John Lewis profits grow’significantly,’ after a turbulent few years

John Lewis Partnership said that it was on track to grow profits “significantly” this year, after recovering the “buzz”, and cutting losses while refocusing on its core business.

The employee-owned partnership that owns the Waitrose supermarket chain and John Lewis department store said the total revenue rose by 2 percent to £5.2 billion during the period ending July 27. Losses before tax also fell from £59 to £30 millions.

Losses dropped from £57 to £5 millions when exceptional items are removed.

Nish Kankiwala said that the results “confirm that our transformation plan works” and that John Lewis Partnership is “well-set up” for a successful peak trading period over Christmas.

After suffering from mounting debts and falling profits, as well as competition from online retailers such as Marks & Spencer and a resurgent Marks & Spencer, the partnership is reviving their fortunes.

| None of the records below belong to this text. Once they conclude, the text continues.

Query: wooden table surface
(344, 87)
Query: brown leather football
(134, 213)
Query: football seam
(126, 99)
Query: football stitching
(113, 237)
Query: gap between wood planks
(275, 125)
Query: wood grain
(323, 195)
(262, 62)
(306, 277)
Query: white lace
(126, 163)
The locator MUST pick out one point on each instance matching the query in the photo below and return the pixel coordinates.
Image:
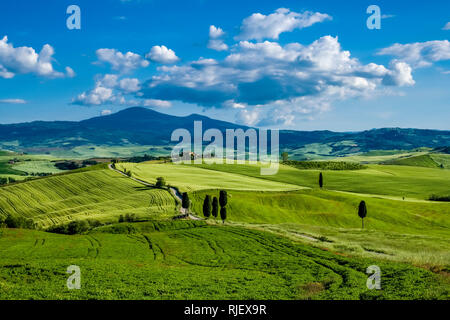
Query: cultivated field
(284, 238)
(203, 262)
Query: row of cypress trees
(362, 208)
(211, 208)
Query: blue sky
(301, 65)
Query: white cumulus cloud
(12, 101)
(120, 61)
(162, 54)
(419, 54)
(23, 60)
(259, 26)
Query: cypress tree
(362, 211)
(223, 214)
(215, 207)
(223, 198)
(207, 207)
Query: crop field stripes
(94, 248)
(158, 253)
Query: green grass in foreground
(206, 262)
(39, 166)
(88, 194)
(416, 232)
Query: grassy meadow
(284, 238)
(386, 180)
(198, 262)
(190, 178)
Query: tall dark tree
(223, 198)
(185, 200)
(207, 206)
(215, 207)
(160, 182)
(362, 211)
(223, 214)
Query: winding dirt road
(173, 190)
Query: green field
(411, 232)
(97, 194)
(196, 263)
(398, 181)
(39, 166)
(284, 237)
(190, 178)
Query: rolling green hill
(425, 160)
(414, 232)
(189, 178)
(197, 263)
(390, 181)
(95, 194)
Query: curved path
(173, 191)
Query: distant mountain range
(141, 126)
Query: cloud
(103, 93)
(155, 103)
(399, 75)
(130, 85)
(299, 80)
(12, 101)
(25, 60)
(419, 54)
(121, 62)
(248, 117)
(259, 26)
(162, 54)
(111, 89)
(215, 43)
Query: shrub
(185, 200)
(215, 207)
(77, 227)
(435, 197)
(160, 182)
(223, 198)
(324, 165)
(223, 214)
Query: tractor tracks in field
(39, 242)
(158, 252)
(172, 190)
(94, 249)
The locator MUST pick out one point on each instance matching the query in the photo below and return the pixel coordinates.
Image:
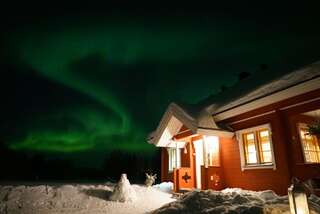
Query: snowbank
(82, 199)
(234, 201)
(164, 187)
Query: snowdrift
(232, 201)
(76, 198)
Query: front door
(198, 145)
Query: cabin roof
(200, 118)
(257, 86)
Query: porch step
(181, 192)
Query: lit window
(256, 147)
(174, 158)
(212, 150)
(310, 146)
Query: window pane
(252, 157)
(310, 147)
(265, 146)
(250, 148)
(267, 157)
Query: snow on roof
(198, 118)
(198, 121)
(258, 86)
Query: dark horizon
(81, 91)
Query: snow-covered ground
(233, 201)
(80, 199)
(94, 199)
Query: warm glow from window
(212, 149)
(310, 147)
(174, 158)
(257, 147)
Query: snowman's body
(123, 191)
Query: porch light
(297, 198)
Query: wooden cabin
(252, 136)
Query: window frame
(174, 162)
(254, 130)
(304, 126)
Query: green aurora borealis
(113, 77)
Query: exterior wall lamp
(298, 198)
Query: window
(310, 146)
(174, 158)
(212, 150)
(256, 149)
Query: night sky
(80, 85)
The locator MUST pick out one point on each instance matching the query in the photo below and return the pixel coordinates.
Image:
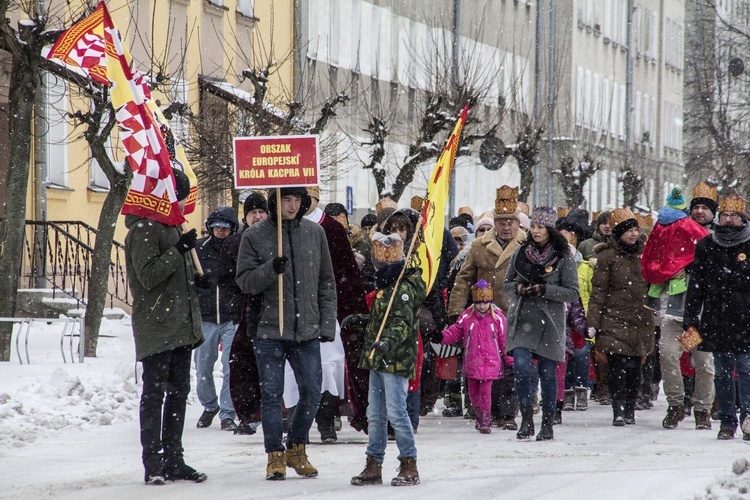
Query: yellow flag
(433, 210)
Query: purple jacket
(483, 337)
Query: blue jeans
(725, 364)
(387, 402)
(524, 384)
(205, 359)
(304, 358)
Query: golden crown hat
(620, 215)
(563, 212)
(314, 192)
(385, 203)
(732, 203)
(417, 202)
(466, 210)
(505, 200)
(394, 252)
(703, 190)
(481, 291)
(543, 216)
(524, 207)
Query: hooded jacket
(216, 307)
(165, 305)
(309, 284)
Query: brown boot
(407, 473)
(296, 458)
(373, 473)
(276, 469)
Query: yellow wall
(206, 54)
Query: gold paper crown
(482, 294)
(732, 203)
(524, 207)
(417, 202)
(619, 215)
(505, 200)
(466, 210)
(384, 253)
(563, 212)
(703, 190)
(385, 203)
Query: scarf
(388, 274)
(541, 256)
(730, 236)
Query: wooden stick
(398, 280)
(280, 254)
(193, 253)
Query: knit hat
(622, 219)
(704, 194)
(481, 291)
(255, 201)
(181, 184)
(543, 216)
(386, 249)
(368, 220)
(676, 200)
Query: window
(57, 130)
(245, 7)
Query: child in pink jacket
(482, 329)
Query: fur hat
(181, 184)
(544, 216)
(254, 201)
(506, 205)
(481, 291)
(676, 199)
(732, 203)
(386, 249)
(705, 194)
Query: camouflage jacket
(401, 327)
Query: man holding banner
(293, 329)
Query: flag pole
(398, 280)
(280, 254)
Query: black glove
(279, 264)
(356, 321)
(536, 290)
(187, 241)
(380, 347)
(202, 281)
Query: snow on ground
(71, 431)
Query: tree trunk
(100, 261)
(24, 82)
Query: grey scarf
(730, 236)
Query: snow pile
(63, 399)
(731, 486)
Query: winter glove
(380, 347)
(279, 264)
(356, 321)
(536, 290)
(187, 241)
(202, 281)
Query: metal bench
(69, 331)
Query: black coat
(720, 285)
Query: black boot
(527, 423)
(546, 433)
(629, 413)
(557, 420)
(618, 419)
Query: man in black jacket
(218, 327)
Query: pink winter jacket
(483, 338)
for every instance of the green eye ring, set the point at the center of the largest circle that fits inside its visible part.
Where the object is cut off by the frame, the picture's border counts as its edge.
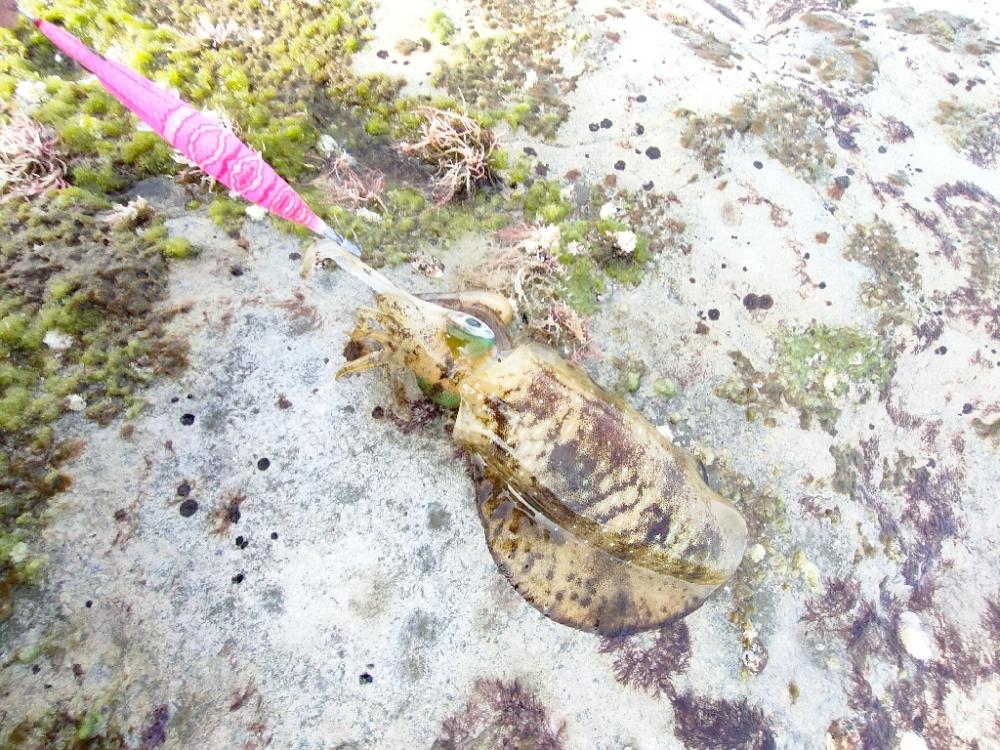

Dame Sharon White will officially hand over the reins of the partnership on Monday to Jason Tarry. The former Tesco UK CEO has been working to increase profits in non-retail activities such as financial services and housebuilding.

The partnership was criticized for a cost-cutting plan that focused on closing stores, reducing the number of staff and streamlining its operations.

Jason Tarry will replace Sharon White as host next week

When the partnership announced a return of profit in March, it pledged to “unashamedly invest” in its retail business.

White did not make a statement in the results announcement on Thursday, but her bosses said that she “remains extremely supportive”.

The partnership, who made “pre-exceptional profits” of £42million in the year ending January 7, reiterated its profit target of £400million by 2027. This was delayed by two years by last September.

Kankiwala stated that the board will decide whether or not to pay a bonus in March. The staff did not receive any bonuses this year, only the third time in the past 53 years.

Waitrose led the recovery, with sales up 5 percent, volume up 2 percent, and adjusted operating profit at £113 million , up from £38 million  last year. Gail’s Bakery was one of the new initiatives.

John Lewis’ sales fell by 3 percent due to “a slowing external environment” for general merchandise. It also made an operating loss of £49 million, up from £25 millions.

The “squeeze of customers’ disposable income” and “unseasonal weather”, as well as a lower demand for the “big ticket items”, weakened home sales.

John Lewis announced last week that it would reinstate its “never knowingly sold” promise of price matching in its 34 retail stores and online to compete with 25 other retailers, including Amazon and Next. The first week was “exceptional”, and bosses don’t expect “significant challenges” to the margins.

Waitrose announced plans last month to build 100 additional convenience stores in the next five-year period, with an investment of £1 billion. It announced that it would revamp a quarter (25%) of its 320 shops.

Savings have also helped the investments. A further £78m has helped deliver £500m since January 2021. The partnership stated that it was on track to reach its target of £900m by 2026.

Clive Black, retail expert at Shore Capital said: “It is pleasing to see that this British retail institution has emerged from the operating room. Customer service and satisfaction will be the key to success for us.

John Ralfe a pensions specialist, has warned of a £356m pensions deficit. He said that to plug the gap, deficit contributions, which were stopped last year, will need to be restarted in the near future. This would divert cash from JLP’s investment plans.